Other Food & Behavior Concerns

ORTHOREXIA 

  • Cutting out an increasing number of food groups (all sugar, all carbs, all dairy, all meat, all animal products)

  • An increase in concern about the health of ingredients; an inability to eat anything but a narrow group of foods that are deemed ‘healthy’ or ‘pure’

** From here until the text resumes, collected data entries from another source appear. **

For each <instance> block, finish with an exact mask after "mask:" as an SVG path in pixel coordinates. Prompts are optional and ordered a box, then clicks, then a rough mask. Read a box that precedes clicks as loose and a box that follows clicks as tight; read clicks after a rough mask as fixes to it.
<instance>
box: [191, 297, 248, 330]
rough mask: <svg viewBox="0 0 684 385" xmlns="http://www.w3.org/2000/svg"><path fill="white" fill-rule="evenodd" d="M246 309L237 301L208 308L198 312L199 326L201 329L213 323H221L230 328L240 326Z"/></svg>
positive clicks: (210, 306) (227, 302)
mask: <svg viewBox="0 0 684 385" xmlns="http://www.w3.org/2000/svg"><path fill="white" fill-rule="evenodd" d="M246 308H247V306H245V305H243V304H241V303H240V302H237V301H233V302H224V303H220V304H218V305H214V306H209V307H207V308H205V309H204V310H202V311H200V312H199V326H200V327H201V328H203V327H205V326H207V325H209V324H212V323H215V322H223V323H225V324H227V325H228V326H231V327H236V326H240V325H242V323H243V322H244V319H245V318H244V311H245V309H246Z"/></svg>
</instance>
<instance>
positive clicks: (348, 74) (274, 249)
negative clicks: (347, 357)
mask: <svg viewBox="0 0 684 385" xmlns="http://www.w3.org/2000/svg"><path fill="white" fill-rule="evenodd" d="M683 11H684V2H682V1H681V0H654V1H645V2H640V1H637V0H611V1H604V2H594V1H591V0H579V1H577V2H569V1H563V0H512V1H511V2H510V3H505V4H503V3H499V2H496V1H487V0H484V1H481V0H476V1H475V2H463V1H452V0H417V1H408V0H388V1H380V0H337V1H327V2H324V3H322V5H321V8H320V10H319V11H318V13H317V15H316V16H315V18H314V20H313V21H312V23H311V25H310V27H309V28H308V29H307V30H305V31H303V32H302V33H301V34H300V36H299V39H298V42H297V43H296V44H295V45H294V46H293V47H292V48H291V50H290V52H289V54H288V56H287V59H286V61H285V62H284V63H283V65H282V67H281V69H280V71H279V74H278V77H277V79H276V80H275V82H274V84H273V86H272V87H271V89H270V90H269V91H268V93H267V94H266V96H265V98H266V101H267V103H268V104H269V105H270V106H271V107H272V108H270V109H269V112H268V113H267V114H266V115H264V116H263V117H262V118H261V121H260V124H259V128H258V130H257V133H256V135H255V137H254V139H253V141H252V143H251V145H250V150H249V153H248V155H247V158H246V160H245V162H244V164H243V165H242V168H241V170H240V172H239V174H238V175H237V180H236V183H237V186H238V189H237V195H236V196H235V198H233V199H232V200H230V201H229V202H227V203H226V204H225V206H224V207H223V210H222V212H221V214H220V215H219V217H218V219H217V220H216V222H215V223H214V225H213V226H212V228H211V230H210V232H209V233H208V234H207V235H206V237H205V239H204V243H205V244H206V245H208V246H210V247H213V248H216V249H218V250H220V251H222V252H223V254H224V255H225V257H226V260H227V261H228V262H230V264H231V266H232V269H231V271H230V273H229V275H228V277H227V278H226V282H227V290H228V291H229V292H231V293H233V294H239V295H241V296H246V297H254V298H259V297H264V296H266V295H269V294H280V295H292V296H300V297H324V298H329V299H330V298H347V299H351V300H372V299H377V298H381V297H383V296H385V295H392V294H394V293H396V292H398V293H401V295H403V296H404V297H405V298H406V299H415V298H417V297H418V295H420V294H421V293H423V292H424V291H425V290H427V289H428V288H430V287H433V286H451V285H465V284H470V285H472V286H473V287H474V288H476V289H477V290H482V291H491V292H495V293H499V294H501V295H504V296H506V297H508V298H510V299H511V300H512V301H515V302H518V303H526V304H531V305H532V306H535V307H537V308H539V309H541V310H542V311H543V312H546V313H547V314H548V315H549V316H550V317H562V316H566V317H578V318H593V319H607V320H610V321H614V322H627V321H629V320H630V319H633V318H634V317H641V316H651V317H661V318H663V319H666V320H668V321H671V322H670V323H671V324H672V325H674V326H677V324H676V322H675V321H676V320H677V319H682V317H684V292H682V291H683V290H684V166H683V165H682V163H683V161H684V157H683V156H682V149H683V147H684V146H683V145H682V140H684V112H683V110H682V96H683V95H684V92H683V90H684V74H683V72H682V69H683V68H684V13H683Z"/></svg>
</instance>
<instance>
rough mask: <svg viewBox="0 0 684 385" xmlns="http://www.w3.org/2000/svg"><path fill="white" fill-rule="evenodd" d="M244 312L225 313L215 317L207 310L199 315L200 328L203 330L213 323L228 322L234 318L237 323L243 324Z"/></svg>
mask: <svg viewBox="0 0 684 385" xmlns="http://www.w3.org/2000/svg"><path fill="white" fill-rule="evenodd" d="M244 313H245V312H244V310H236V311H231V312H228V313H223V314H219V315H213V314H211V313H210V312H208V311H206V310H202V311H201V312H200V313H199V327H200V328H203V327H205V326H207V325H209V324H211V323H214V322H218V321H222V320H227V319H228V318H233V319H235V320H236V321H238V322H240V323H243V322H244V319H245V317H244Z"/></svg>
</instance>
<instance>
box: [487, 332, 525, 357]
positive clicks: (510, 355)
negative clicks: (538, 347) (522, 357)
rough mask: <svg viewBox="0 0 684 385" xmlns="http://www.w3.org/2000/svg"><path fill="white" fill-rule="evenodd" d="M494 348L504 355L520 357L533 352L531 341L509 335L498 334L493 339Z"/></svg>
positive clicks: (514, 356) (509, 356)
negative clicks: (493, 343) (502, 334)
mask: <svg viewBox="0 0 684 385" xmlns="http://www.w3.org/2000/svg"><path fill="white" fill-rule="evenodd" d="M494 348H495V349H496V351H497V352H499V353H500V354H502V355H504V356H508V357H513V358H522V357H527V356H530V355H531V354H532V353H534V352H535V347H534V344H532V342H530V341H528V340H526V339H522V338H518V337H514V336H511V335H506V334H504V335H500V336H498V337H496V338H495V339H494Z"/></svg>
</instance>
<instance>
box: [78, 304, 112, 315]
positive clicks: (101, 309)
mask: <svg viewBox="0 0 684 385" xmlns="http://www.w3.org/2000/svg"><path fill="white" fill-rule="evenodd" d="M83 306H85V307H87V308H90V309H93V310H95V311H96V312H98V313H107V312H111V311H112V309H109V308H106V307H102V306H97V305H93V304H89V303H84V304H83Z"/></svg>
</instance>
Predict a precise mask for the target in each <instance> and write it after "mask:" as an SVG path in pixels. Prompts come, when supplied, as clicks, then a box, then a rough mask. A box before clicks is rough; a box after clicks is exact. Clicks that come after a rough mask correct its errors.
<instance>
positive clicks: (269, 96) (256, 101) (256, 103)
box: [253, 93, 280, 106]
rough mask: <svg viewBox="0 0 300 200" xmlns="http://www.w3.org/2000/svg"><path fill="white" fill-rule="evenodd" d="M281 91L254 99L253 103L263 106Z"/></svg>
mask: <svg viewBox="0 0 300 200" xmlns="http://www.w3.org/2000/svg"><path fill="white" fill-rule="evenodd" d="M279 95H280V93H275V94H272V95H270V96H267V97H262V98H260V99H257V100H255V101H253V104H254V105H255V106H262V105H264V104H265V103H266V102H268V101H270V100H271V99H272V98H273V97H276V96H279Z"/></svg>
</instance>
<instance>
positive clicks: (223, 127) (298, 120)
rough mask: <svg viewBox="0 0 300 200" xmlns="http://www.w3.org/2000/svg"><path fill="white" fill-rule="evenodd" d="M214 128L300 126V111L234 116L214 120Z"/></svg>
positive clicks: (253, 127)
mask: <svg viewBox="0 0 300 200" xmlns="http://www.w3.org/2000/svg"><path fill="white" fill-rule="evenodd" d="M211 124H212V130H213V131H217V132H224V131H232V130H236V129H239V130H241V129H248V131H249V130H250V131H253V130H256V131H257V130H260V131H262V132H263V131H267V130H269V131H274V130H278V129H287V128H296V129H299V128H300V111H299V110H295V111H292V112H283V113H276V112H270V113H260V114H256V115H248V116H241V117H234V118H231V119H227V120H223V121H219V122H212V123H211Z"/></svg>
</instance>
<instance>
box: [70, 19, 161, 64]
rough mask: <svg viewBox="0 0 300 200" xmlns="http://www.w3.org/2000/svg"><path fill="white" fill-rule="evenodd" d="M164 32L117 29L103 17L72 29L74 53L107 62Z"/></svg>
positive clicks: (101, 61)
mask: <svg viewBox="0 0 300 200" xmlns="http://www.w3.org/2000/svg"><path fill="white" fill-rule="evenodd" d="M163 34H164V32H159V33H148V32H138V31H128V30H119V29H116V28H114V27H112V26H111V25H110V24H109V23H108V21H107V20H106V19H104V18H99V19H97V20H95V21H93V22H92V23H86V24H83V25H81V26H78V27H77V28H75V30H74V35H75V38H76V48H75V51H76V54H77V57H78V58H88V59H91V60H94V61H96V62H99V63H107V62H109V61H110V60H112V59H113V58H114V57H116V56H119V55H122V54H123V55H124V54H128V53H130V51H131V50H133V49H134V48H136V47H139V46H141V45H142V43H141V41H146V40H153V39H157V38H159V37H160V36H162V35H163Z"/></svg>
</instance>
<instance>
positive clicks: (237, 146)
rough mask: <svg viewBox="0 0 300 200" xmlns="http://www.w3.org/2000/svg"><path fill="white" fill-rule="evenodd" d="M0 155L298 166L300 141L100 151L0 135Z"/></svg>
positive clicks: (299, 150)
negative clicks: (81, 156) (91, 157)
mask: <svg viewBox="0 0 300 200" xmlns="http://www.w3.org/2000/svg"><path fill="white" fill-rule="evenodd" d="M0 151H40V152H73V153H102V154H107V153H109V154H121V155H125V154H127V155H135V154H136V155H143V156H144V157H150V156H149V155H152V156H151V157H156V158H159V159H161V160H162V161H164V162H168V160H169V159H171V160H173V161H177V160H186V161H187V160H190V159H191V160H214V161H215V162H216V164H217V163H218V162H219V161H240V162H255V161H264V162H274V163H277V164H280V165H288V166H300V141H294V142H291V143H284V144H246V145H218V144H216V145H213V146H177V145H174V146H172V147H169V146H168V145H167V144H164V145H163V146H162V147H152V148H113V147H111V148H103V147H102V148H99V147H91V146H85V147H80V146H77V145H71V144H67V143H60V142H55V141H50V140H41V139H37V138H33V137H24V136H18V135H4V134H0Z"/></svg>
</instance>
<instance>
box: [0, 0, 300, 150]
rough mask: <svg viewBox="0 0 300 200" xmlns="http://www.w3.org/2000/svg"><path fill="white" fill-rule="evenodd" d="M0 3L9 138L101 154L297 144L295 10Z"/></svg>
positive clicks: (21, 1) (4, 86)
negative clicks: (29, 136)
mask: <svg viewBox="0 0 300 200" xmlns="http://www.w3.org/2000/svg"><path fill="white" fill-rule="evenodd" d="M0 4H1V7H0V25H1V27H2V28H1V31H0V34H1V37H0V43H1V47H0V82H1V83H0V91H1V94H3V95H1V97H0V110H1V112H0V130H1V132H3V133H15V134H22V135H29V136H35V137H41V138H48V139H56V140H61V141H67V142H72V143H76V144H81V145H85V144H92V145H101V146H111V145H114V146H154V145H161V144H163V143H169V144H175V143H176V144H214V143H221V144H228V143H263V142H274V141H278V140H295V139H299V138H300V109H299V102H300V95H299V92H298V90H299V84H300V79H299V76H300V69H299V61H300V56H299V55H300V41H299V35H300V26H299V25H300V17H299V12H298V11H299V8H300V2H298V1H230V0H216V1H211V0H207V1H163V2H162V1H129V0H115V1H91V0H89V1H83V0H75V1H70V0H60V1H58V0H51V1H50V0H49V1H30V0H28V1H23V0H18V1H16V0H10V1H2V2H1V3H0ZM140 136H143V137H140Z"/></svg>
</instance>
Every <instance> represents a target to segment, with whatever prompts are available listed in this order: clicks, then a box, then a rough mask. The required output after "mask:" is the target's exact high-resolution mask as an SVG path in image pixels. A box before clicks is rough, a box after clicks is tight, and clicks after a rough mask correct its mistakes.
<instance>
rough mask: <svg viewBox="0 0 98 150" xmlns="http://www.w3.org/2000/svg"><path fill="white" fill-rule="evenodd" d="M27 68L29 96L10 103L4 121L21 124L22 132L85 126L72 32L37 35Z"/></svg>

  • Spending hours per day thinking about what food might be served at upcoming events

  • Body image concerns may or may not be present


COMPULSIVE EXERCISE

  • Exercise that significantly interferes with important activities, occurs at inappropriate times or in inappropriate settings, or occurs when the individual exercises despite injury or other medical complications

  • Intense anxiety, depression and/or distress if unable to exercise

  • Exercise takes place despite injury or fatigue


DIABULIMIA

  • Increasing neglect of diabetes management; infrequently fills prescriptions and/or avoids diabetes related appointments

  • Secrecy about diabetes management; discomfort testing/injecting in front of others

  • Fear that “insulin makes me fat”

  • Restricting certain food or food groups to lower insulin dosages

  • A1c of 9.0 or higher on a continuous basis


    Special thanks to the National Eating Disorder Associations website. For more information on the specifics of the provided information please go to their website at: National Eating Disorder Association


Eating disorders are mental illnesses that have physical and medical manifestations. Eating disorders come in all shapes and sizes. You can’t look at somebody and see whether they have an eating disorder or not.